Im Gegensatz zu früheren Berichten aus der Zeit der schwarz-gelben Koalition, in denen es vorrangig um Wettbewerb und Flexibilisierung ging, schlussfolgert Gabriels Jahreswirtschaftsbericht, dass auf Basis der guten Entwicklung neue Impulse für Investitionen, Innovationen und Gerechtigkeit erfolgen müssen.

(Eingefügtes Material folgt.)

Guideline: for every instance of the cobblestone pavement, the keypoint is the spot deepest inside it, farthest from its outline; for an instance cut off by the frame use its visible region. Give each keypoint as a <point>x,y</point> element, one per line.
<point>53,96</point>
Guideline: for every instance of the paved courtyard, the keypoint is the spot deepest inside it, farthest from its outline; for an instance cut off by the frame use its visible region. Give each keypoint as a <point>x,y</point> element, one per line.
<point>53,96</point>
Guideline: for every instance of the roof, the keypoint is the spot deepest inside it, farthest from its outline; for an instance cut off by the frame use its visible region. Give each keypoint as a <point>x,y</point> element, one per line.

Rede von Sigmar Gabriel in der Debatte zum Jahreswirtschaftsbericht

 

Die ganze Gesellschaft im Blick

Im Plenum machte der Minister die Botschaft des Dokuments deutlich. Kernelement ist die soziale Marktwirtschaft, die wieder gestärkt werden soll. Dementsprechend lautet der Titel des Jahreswirtschaftsberichts auch „Soziale Marktwirtschaft heute –
Impulse für Wachstum und Zusammenhalt“. Er wolle „die Aufmerksamkeit auf das Erfolgsmodell soziale Marktwirtschaft richten“, sagte Gabriel. Es gehe nicht darum, nur einzelne Bereiche, sondern die ganze Gesellschaft im Blick zu haben. Dazu gehörten fairer Wettbewerb ebenso wie soziale und ökologische Rahmenbedingungen. „Das sind keine Gegensätze, sondern Prinzipien“, die das Zusammenleben angenehmer machten, so Gabriel. Sein Ministerium stehe für alle offen, Unternehmer wie Gewerkschafter, Arbeitgeber wie Arbeitnehmer.

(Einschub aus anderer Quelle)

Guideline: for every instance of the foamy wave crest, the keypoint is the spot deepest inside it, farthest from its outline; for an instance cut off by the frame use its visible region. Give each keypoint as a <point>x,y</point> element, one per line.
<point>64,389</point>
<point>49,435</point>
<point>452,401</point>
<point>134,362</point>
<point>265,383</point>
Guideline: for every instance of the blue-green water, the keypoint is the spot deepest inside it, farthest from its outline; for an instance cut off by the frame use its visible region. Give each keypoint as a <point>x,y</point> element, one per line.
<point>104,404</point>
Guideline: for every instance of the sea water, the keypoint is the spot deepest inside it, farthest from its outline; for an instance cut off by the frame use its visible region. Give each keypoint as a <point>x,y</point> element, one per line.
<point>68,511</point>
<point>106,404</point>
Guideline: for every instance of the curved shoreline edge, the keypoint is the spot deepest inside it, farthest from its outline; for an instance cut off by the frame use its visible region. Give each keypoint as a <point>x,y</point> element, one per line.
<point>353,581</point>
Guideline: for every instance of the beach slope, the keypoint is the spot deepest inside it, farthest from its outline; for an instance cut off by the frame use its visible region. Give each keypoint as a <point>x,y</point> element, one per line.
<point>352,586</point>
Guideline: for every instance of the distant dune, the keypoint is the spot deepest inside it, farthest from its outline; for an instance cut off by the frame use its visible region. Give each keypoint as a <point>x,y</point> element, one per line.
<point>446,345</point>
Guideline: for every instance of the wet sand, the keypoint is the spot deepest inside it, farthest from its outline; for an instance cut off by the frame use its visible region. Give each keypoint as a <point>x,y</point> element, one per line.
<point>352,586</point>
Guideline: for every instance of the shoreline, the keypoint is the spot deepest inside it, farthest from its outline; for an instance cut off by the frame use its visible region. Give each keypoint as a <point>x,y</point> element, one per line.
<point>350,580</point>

Gabriel benannte in seiner Rede nicht nur die Erfolgsmeldungen, etwa Deutschlands Spitzenposition im europäischen Wettbewerb und seine hohe Innovationskraft. Er wies auch auf die Risiken und Herausforderungen hin, vor denen das Land steht, und skizzierte, wie man ihnen begegnen muss: Der Arbeitsmakt sei noch immer gespalten. Dabei müsse es „Menschen durch Arbeit besser gehen“. Auch die Investitionsquote deutscher Unternehmen sei im Inland zu gering, der digitale Netzausbau auf dem Land müsse vorangetrieben und Lohndumping sowie Missbrauch bei der Leiharbeit eingedämmt werden. Vor allem aber gelte es, die Kommunen zu entlasten. „Es sind unsere Städte und Gemeinden, die am meisten investieren“, sagte Gabriel.

Export Ausdruck deutscher Innovationskraft

Er benannte auch die Schwierigkeiten bei den Energiekosten und die Entwicklungsdefizite in Ostdeutschland (Produktivitäts- und Lohnlücken).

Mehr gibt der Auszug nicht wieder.